The second skit was from the view of a married woman who, to her husband’s dislike, did not shave her pubic hair. When she finally did, it caused her pain and discomfort. Her husband cheated on her after she stopped shaving and continued to do so even when she began again.

The third skit involved a line of students saying what their vaginas would say or wear if they had the ability to do so.

Afterward, women ages 65-75 were interviewed to create a monologue of an old woman who had never experienced an orgasm because she had received absolutely no sexual education during her lifetime.

The proceeding skit branched off this idea, citing another older woman who went to a workshop in an attempt to “find her clitoris.”

Other skits featured in the production were more activist- oriented.

The sixth skit performed was “Ode to Oklahoma Lawmakers,” in which a woman criticized legislators after getting an abortion and was scrutinized by doing so.

Some skits were more serious, especially the skit involving a dual monologue from a Bosnian woman who was raped. The monologue was vivid and dark in its imagery and the passion behind it was sobering for audience members.

Later skits covered interviews with sex workers, women who had both good and bad experiences with men and one woman who wished to take back a term considered derogatory.

Audience members were encouraged to loudly chant the word along with the actress giving the monologue.

One skit near the end involved a monologue from the viewpoint of a 6-year-old girl, this semester played by the daughter of senior Brittaney Stockton, a returning member production cast member.

Stockton herself played the role of the 6-year-old in last year’s production, emphasizing how important it is to include many different aspects of being a woman within the production and having a diverse group of people participate.

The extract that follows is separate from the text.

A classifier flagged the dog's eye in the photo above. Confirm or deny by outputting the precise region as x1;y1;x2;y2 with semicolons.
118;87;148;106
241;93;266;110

“For me, nobody should teach a little girl that she should ashamed of who she is or what she has,” Stockton said. “We have these body parts and there’s nothing wrong with it, so why should I teach my daughter that she shouldn’t talk about it or act like it doesn’t exist when it does?”

Stockton’s daughter was protected from the more adult content production, only appearing for her own monologue.

“More so than having fun, it’s important to me because we’re doing it for a good cause,” Stockton said about to her experience with the play.

Senior Brittney Behr said she went to every rehearsal and contributed in any way she could, even to the point of helping create different types of moaning sounds for a particular skit.

“Other people find it refreshing to be able to hear these perspectives about a subject that everybody’s just told, ‘shh shh, we shouldn’t talk about it,’” Behr said. “Even on television we’re told that ‘vagina’ is a bad word, which I don’t understand because ‘vagina’ is a body part, just like ‘arm’ or ‘head’. I think it’s important to be able to say the world ‘vagina’ in a public context.”

Behr said the production is important to her specifically because she has had many negative experiences with people treating her as though she were not a “full-fledged human being.”

“Many of the pieces in this production really speak to me personally and I hope that is the way it speaks to most women, if not all,” she said. “These are all stories we can all come behind and be like, “Yes. I’ve had an experience similar to that,’ especially with pieces that apparently came up in every conversation like ‘hair’. I think it’s important that we have that dialogue.”

Tickets were sold at the door and in advance for five dollars.

Vagina-shaped chocolate lollypops were also sold at the door.

Williams said 90 percent of the production’s proceeds will go directly to the Conway Women’s Shelter. The remaining ten percent will go to the Eve Ensler Foundation.